Much of the American academy has come to reject the concept of natural science developed by Western civilization and has replaced it with postmodern ideology. Most importantly, this misguided contempt for Western science has contributed to placing America in a non-competitive and perilous position relative to other industrialized nations because of a lack of college graduates with degrees in science, technology, engineering, and math, or STEM.
The ancient Greeks first formulated the mathematical description of the structure of nature, but they never carried out the empirical experimentation necessary to convert the ideals of Plato and logic of Aristotle (the Organon) into science and scientific principles. It would be two thousand years before the balance between logic and empiricism would be achieved, uniquely by the West, in the seventeenth-century scientific revolution.
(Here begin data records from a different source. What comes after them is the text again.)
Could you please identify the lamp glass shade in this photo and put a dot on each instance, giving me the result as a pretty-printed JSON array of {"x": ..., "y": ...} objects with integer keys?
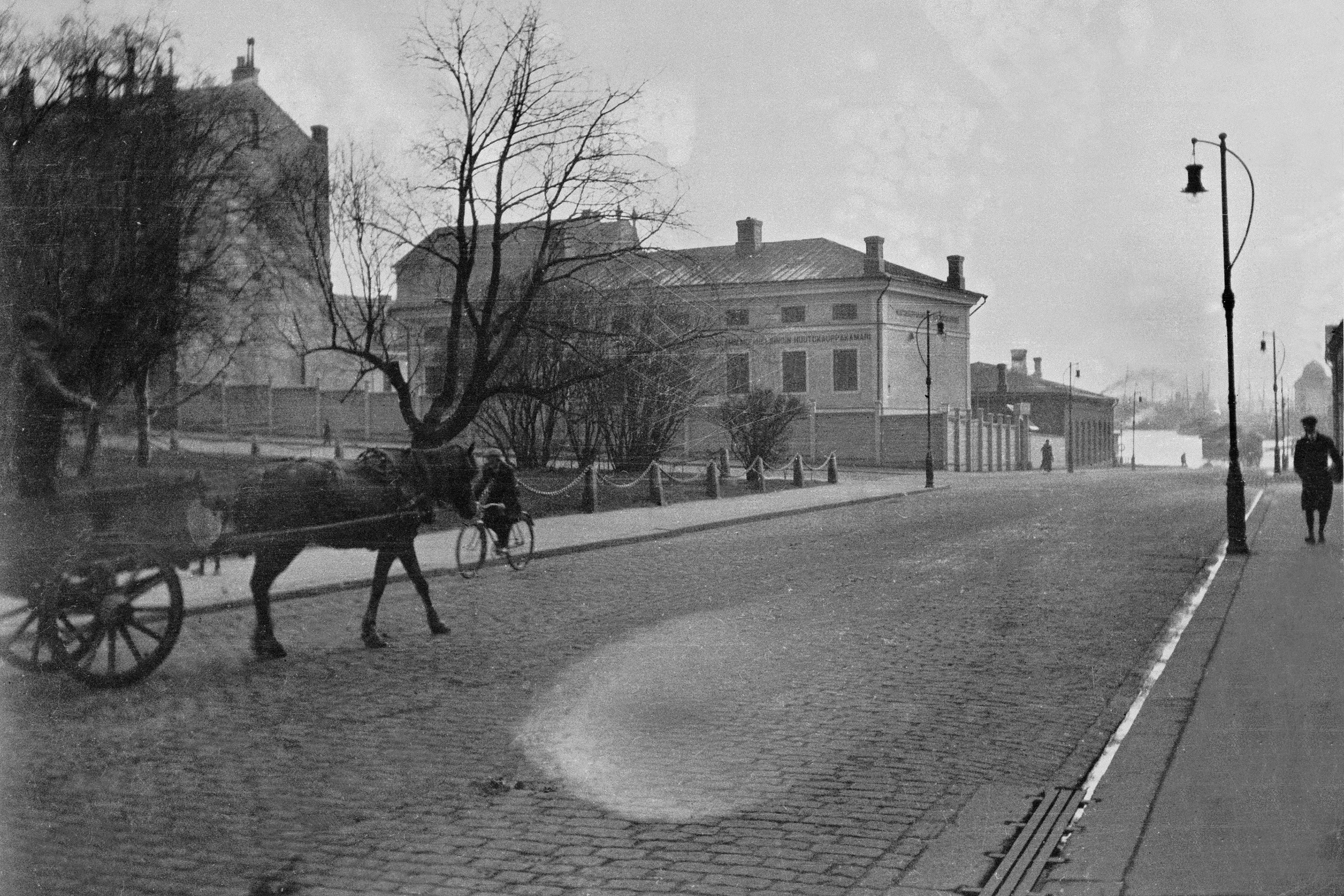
[{"x": 1193, "y": 181}]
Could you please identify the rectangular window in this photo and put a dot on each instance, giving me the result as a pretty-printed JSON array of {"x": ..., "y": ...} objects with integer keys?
[
  {"x": 795, "y": 371},
  {"x": 740, "y": 374},
  {"x": 845, "y": 370}
]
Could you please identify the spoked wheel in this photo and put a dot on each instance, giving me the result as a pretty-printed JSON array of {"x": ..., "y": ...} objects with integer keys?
[
  {"x": 521, "y": 543},
  {"x": 19, "y": 641},
  {"x": 471, "y": 550},
  {"x": 111, "y": 628}
]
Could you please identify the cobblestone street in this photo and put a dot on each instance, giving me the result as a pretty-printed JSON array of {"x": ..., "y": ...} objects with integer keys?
[{"x": 794, "y": 706}]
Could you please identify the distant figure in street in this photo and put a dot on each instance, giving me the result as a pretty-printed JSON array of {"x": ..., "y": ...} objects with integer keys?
[
  {"x": 1318, "y": 462},
  {"x": 498, "y": 486}
]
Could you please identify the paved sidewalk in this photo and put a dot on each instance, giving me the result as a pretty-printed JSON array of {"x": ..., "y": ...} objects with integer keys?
[
  {"x": 320, "y": 570},
  {"x": 1232, "y": 781}
]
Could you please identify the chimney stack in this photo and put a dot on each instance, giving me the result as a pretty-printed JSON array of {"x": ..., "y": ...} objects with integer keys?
[
  {"x": 955, "y": 277},
  {"x": 246, "y": 69},
  {"x": 749, "y": 237},
  {"x": 873, "y": 264}
]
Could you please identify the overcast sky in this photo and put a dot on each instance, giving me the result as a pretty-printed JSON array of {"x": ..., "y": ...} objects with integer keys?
[{"x": 1043, "y": 140}]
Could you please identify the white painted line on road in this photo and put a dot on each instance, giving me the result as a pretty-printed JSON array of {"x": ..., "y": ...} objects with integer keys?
[{"x": 1171, "y": 637}]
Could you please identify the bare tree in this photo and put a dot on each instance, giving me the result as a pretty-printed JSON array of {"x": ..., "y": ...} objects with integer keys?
[
  {"x": 125, "y": 195},
  {"x": 530, "y": 175}
]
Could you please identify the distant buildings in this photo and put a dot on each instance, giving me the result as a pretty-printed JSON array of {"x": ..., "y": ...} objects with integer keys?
[{"x": 1003, "y": 389}]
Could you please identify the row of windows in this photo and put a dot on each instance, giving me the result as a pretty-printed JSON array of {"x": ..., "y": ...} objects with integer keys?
[
  {"x": 794, "y": 315},
  {"x": 794, "y": 369}
]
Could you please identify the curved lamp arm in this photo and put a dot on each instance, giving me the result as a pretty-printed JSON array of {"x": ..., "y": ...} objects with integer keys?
[{"x": 1252, "y": 214}]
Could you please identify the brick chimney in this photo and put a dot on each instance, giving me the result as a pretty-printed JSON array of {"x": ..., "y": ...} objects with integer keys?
[
  {"x": 955, "y": 277},
  {"x": 246, "y": 69},
  {"x": 749, "y": 237},
  {"x": 873, "y": 264}
]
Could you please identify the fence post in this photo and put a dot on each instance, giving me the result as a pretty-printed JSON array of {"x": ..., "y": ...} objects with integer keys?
[
  {"x": 812, "y": 434},
  {"x": 589, "y": 504},
  {"x": 369, "y": 426},
  {"x": 655, "y": 483},
  {"x": 756, "y": 476}
]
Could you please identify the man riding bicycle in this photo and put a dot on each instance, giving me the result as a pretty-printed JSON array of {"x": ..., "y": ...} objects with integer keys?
[{"x": 498, "y": 486}]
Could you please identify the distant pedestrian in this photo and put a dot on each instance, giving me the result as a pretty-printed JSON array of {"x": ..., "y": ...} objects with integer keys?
[{"x": 1318, "y": 462}]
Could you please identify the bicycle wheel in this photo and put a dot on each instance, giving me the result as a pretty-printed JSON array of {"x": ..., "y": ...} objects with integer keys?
[
  {"x": 21, "y": 645},
  {"x": 471, "y": 550},
  {"x": 521, "y": 543},
  {"x": 111, "y": 628}
]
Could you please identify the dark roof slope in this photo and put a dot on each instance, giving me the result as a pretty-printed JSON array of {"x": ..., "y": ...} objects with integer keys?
[
  {"x": 779, "y": 262},
  {"x": 984, "y": 378}
]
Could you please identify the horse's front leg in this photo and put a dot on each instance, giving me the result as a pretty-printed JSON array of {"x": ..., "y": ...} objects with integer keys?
[
  {"x": 412, "y": 565},
  {"x": 369, "y": 629},
  {"x": 267, "y": 569}
]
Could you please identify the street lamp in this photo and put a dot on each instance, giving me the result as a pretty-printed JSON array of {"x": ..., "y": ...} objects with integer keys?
[
  {"x": 1069, "y": 437},
  {"x": 1133, "y": 430},
  {"x": 1236, "y": 484},
  {"x": 1276, "y": 369},
  {"x": 928, "y": 361}
]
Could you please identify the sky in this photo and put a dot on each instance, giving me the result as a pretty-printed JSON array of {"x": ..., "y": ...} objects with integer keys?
[{"x": 1043, "y": 140}]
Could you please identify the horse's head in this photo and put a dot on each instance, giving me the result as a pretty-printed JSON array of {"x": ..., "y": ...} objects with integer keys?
[{"x": 452, "y": 471}]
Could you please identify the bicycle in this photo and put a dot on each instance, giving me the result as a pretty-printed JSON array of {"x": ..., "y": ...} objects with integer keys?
[{"x": 476, "y": 538}]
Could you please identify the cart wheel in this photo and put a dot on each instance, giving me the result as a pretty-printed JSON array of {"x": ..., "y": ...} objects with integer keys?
[
  {"x": 19, "y": 641},
  {"x": 112, "y": 628},
  {"x": 471, "y": 550},
  {"x": 521, "y": 543}
]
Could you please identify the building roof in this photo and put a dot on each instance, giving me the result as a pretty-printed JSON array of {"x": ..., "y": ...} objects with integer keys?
[
  {"x": 779, "y": 262},
  {"x": 984, "y": 378}
]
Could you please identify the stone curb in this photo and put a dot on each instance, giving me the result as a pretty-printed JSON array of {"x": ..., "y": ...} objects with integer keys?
[{"x": 363, "y": 582}]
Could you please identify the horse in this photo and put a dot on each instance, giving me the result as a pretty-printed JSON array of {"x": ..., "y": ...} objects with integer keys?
[{"x": 377, "y": 501}]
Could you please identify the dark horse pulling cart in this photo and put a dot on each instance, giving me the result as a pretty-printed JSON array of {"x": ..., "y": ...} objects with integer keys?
[{"x": 89, "y": 582}]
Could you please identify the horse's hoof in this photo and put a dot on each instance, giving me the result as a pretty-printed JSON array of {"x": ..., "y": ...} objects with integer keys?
[{"x": 268, "y": 649}]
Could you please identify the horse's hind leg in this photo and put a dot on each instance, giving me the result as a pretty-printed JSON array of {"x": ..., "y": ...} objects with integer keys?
[
  {"x": 412, "y": 565},
  {"x": 369, "y": 628},
  {"x": 268, "y": 567}
]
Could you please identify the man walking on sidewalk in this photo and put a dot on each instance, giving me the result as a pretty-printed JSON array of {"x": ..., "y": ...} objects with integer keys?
[{"x": 1312, "y": 460}]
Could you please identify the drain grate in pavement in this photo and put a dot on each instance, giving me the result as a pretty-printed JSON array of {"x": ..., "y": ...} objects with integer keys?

In his New Organon (1620), Francis Bacon laid out a new method of inductive reasoning—the “scientific method” in which facts would first be gathered without preconception and then analyzed. He established the scientific credo as well as method: the endless pursuit of knowledge, which grows incrementally and systematically over time; the use of experiment and evidence to provide proof of truth (or falsity) and a basis for inductive logic; and practical utility as the goal of science. It would later take Newton and the Principia (1687) to establish the need for theoretical formulation prior to observation and the application of mathematics as integral to the scientific method. With the scientific method, the natural sciences made possible “the metamorphosis in humanity’s estate,” the health and well-being of the Western common man, as Stephen Balch observed in Metamorphosis, or Why We Should Study the West.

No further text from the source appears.